This is the second deep-dive in the system of intelligence series. The first covered the memory substrate , the context graph where everything the agent knows about its world is stored. This post is about how the agent gets the right slice of that substrate into its working memory for any given goal, every single turn.

Retrieval is the half of context engineering most teams underinvest in. The other half is compaction, the discipline of keeping the working window healthy as a conversation grows — I covered in detail in the Ultimate Guide to Context Engineering for AI Agents. This post is the retrieval companion to that piece.

The core argument: pure vector search is not enough. Pure graph traversal is not enough. The pattern that actually works in production is compositional retrieval. The graph narrows the corpus to what is structurally relevant, then hybrid vector search ranks within that filtered set. Anyone who tells you “just use embeddings” has not tried to run an enterprise agent at scale.

We will walk through:

1. The retrieval problem and the budget the agent has to solve it within
2. The three retrieval mechanisms and what each does well and badly
3. Pre-filtered hybrid search — entities mapped to metadata filters, then dense + sparse ranking inside one query
4. Graph traversal at different hop depths: 1-hop, 2-hop, and multi-hop, for everything that is not in the document corpus
5. Maria’s full retrieval flow, end to end
6. Retrieving from episodic and procedural memory using the same pattern

The running example is Maria, the Platinum DeltaBank customer disputing a $39 late fee. She has called support for resolution.

1. The retrieval problem

An AI agent operates within a finite working memory budget—approximately 200,000 tokens in modern models which must be meticulously managed to remain effective. The core challenge of retrieval lies in selecting the most critical 25,000–50,000 tokens from a massive enterprise corpus to populate this window for a single interaction. Because this small slice must ground the agent’s reasoning, retrieving the wrong data such as outdated policies or unrelated customer records inevitably results in the agent producing confident but completely incorrect answers.
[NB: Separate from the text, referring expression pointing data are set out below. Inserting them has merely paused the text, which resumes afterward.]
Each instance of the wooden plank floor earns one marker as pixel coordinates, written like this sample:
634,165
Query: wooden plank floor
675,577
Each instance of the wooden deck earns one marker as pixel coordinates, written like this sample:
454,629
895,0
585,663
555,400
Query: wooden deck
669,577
Naive vector search across the policy corpus alone embedding the query, finding the top 10 nearest chunks runs into lot of failure modes immediately.

Some examples include:

• Semantically similar passages from the wrong customer tier. A policy chunk about Gold tier waivers reads as a near-perfect match to “Maria disputes a $39 late fee” because the language is nearly identical, except for the one word that determines eligibility.
• The other could be passages from superseded versions of the right policy. The vector index does not know v2 has been replaced by v3.

2. Three retrieval mechanisms

Real systems compose three different retrieval mechanisms. Each one answers a different kind of question, and each one fails alone.
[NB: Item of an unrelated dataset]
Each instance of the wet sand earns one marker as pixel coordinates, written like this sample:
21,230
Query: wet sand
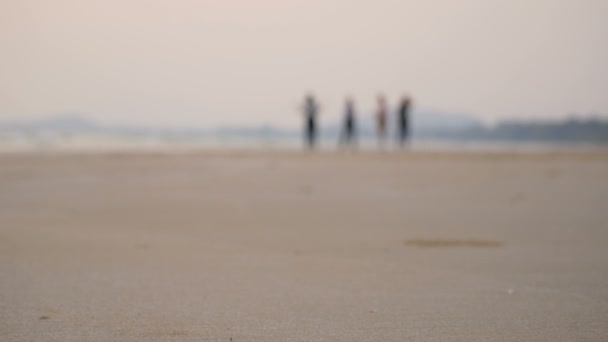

1. Lexical search (BM25 or similar). Keyword matching. Excellent at exact terms — proper nouns, customer IDs, transaction amounts, policy identifiers. Terrible at semantic equivalence like “fee waiver” and “charge reversal” mean the same thing but BM25 scores them as unrelated.
2. Dense vector search. Embedding-based similarity. The opposite trade-off. Excellent at semantic equivalence — “fee dispute” and “charge reversal” land near each other in the embedding space. Terrible at exact matches.
3. Graph traversal. Structural relationships. Excellent at constraint satisfaction — “every Platinum waiver policy authored by Carlos, updated in the last year, with at least one prior decision trace citing it.” No similarity scoring at all. Either the structural relationships exist in the graph or they do not.

3. Pre-filtered hybrid search

Entities resolved from the query map directly to filter clauses on chunk metadata. Same names, same vocabulary, in both directions.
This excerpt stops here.